Vincent Danen: That’s a really good point. So Daniel, you’re a researcher, you’re a teacher, and in the security field, in particular, we hear a lot about burnout and rising rates of burnout for security professionals. Here you are, a security professional and a security teacher, so given that risk of burnout, how do you deal with work-life balance? And how do you set an example of work-life balance for your students? Because I think that’s part of teaching as well.

Daniel Gruss: That’s tricky. If the funding situation is good—and it has been good in my group for some time—that helps. If you have projects where the project work is for publications or working on mitigations that you can then publish, that’s perfect. 

When the funding situation is more difficult, you have to pick up more of those projects where you have to invest a lot of time on deliverables. And for the PhD students, that is a time where you’re also studying, and there’s a bit of variance in how intensive this is for you, how motivating, or how frustrating. 

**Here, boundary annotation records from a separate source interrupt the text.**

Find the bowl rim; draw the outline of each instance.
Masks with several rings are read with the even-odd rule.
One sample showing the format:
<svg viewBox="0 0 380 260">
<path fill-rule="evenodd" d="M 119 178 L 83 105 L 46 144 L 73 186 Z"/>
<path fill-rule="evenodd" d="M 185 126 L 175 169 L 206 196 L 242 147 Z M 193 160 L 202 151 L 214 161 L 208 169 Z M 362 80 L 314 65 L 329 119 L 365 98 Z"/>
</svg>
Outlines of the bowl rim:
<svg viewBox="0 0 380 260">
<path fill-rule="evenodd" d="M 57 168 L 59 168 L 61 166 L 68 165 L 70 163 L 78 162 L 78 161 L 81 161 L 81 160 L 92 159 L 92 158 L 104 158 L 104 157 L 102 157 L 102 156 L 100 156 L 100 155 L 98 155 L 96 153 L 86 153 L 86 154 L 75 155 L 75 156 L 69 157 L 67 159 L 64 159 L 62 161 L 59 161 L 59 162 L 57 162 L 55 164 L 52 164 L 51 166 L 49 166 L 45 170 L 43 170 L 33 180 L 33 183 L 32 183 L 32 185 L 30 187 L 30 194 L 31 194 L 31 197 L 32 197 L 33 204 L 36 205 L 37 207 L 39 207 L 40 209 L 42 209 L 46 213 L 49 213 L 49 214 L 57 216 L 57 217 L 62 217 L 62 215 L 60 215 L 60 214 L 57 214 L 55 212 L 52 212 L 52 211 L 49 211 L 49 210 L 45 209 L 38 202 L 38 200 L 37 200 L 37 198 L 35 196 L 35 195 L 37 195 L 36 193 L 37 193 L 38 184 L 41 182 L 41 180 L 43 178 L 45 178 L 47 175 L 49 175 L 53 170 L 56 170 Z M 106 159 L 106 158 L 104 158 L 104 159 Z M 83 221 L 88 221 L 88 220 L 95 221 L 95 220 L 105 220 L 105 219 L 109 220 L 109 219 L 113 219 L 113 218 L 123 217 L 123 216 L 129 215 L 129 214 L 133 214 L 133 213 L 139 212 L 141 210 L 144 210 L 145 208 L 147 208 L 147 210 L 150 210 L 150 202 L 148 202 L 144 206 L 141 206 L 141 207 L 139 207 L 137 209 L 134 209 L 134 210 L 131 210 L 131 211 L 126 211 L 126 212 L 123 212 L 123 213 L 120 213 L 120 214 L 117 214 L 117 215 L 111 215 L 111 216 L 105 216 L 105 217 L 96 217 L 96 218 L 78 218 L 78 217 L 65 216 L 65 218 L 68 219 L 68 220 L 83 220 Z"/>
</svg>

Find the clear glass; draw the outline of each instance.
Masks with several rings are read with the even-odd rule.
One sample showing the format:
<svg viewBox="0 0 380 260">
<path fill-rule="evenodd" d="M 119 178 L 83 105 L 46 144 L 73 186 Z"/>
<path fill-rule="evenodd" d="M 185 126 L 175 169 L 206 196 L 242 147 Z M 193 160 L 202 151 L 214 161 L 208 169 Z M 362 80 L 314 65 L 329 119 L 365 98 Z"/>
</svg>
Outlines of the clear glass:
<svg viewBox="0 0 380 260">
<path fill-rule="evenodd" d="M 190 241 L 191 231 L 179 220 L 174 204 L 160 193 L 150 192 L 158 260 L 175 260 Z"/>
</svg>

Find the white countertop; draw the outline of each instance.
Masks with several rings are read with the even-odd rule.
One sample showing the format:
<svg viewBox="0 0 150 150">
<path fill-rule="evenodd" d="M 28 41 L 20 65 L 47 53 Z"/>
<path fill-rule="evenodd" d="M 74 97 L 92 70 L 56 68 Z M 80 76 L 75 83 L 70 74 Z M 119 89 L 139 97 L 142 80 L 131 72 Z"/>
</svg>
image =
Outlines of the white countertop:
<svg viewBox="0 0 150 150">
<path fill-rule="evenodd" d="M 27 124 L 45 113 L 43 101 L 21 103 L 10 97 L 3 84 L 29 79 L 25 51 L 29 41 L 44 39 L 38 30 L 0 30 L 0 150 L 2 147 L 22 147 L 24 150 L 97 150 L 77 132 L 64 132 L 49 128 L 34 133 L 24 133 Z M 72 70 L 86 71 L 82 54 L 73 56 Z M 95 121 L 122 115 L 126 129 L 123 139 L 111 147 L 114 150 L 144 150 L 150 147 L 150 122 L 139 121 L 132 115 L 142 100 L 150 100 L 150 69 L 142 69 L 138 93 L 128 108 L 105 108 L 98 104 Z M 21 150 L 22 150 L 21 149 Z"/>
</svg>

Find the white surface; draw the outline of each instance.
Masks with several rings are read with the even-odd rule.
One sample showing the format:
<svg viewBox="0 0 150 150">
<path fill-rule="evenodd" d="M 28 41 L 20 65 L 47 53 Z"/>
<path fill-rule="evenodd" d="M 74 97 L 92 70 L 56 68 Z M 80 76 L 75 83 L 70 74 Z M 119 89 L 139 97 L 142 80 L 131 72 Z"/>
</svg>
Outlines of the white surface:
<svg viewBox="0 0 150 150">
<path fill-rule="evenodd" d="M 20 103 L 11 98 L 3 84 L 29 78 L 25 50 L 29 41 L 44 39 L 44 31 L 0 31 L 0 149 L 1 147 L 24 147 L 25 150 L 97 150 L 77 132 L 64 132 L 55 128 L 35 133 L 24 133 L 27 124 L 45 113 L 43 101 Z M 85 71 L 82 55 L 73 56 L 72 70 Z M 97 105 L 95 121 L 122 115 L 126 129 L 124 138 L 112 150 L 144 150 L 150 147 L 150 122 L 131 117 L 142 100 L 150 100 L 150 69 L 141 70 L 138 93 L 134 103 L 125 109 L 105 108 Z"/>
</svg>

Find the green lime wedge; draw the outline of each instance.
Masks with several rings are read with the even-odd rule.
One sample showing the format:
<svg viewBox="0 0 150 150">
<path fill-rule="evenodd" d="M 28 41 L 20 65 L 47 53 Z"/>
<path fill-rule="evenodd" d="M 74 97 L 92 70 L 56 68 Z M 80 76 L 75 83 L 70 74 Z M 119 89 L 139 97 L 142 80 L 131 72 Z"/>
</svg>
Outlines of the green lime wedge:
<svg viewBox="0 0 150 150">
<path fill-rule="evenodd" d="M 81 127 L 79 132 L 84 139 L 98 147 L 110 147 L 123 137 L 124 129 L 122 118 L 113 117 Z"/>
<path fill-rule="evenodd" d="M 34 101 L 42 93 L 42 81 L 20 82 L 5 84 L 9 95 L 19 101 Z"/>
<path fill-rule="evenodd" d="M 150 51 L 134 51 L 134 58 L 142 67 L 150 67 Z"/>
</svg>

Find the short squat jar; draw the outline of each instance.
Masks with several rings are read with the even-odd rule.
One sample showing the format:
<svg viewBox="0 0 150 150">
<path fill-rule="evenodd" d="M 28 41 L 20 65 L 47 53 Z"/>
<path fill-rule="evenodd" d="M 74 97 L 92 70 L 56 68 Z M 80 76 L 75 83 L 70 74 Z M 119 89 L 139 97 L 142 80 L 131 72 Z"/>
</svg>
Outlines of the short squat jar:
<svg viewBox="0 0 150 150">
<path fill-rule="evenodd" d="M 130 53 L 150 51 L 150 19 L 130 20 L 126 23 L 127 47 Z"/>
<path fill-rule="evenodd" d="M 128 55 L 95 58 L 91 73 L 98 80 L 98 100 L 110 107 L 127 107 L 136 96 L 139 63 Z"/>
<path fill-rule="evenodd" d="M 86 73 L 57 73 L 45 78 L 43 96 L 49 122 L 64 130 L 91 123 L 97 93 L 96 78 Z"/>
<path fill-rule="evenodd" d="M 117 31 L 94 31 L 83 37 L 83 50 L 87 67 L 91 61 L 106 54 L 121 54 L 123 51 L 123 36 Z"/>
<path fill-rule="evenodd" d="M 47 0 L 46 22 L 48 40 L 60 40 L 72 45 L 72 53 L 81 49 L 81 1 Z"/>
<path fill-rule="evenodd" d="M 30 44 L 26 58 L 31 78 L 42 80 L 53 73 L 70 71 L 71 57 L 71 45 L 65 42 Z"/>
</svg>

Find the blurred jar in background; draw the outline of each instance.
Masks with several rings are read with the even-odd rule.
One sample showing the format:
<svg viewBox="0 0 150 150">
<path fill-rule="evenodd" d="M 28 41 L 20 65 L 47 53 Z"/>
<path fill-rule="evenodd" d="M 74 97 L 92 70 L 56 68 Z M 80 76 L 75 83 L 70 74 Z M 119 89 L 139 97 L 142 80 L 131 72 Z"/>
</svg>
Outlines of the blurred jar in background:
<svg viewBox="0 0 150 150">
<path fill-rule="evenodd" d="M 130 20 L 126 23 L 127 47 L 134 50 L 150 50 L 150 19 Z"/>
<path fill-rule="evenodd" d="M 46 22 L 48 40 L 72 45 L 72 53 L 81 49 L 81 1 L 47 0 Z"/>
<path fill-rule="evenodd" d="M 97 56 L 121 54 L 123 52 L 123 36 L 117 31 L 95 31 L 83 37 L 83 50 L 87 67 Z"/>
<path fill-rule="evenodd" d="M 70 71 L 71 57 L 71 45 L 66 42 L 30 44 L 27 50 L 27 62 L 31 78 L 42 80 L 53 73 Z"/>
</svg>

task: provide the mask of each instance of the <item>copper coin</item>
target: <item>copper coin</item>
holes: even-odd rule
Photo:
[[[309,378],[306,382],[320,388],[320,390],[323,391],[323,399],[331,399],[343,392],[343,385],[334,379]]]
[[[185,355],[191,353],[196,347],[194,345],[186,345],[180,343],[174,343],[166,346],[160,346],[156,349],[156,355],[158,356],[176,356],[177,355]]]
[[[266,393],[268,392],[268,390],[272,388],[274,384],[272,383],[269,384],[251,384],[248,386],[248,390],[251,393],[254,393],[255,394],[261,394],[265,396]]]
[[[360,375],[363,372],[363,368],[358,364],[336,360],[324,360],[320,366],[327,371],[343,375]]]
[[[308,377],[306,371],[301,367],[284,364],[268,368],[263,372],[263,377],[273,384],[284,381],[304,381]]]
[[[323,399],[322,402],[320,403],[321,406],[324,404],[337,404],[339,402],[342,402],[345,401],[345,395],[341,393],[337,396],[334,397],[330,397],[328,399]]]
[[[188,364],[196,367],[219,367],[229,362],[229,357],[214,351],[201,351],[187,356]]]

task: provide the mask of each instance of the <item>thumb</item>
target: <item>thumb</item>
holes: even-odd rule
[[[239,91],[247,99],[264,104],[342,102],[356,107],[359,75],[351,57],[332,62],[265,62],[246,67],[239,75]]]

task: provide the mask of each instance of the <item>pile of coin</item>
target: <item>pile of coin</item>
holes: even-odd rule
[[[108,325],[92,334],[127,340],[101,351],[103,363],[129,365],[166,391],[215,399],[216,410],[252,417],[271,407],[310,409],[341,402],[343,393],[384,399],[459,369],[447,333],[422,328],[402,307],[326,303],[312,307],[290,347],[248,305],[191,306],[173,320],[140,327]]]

The middle ground is somewhere in between, where you can get a decent amount of performance and a decent amount of security.

For me, the PhD, although I was working a lot, was the best time of my life. Even though I had a lot of teaching and a lot of other stuff, it was what I wanted to do. I picked my own research topics. I could focus on that research. I could publish it. I had a lot of freedom, and I enjoyed that freedom. It depends on how much energy you can draw out of that. Right now, I don’t manage to stay within healthy working hours because there’s too much project work to do <laughs>.

Vincent Danen: But if you enjoy it, I think there’s that passion part. If you’re passionate about the work and you get energy from it. I think sometimes that tips the scales a little bit, right? 

Martin Schwarzl: Most of the time, you’re focusing on a thing you want to do or getting things done so that you can work on new stuff. I think during COVID times, it was demotivating, because usually as a reward for your work you can go to conferences at nice locations and have another one or two weeks of vacation afterward to celebrate or relax after your heavy workload.

That was completely gone, so you just had the standard work, the project work, the teaching, of course, supervising bachelor’s and master’s students. You’re still working the same amount, but the motivation of knowing that once you get this thing accepted you can go somewhere was gone.

Daniel Gruss: Yes. We were at conferences last week, and it was so good to be at conferences again. I hope we get a bit more of that now. 

Vincent Danen: Agreed. 

On that note, thank you for taking some time from your busy schedule to share your thoughts with us today. This has been awesome.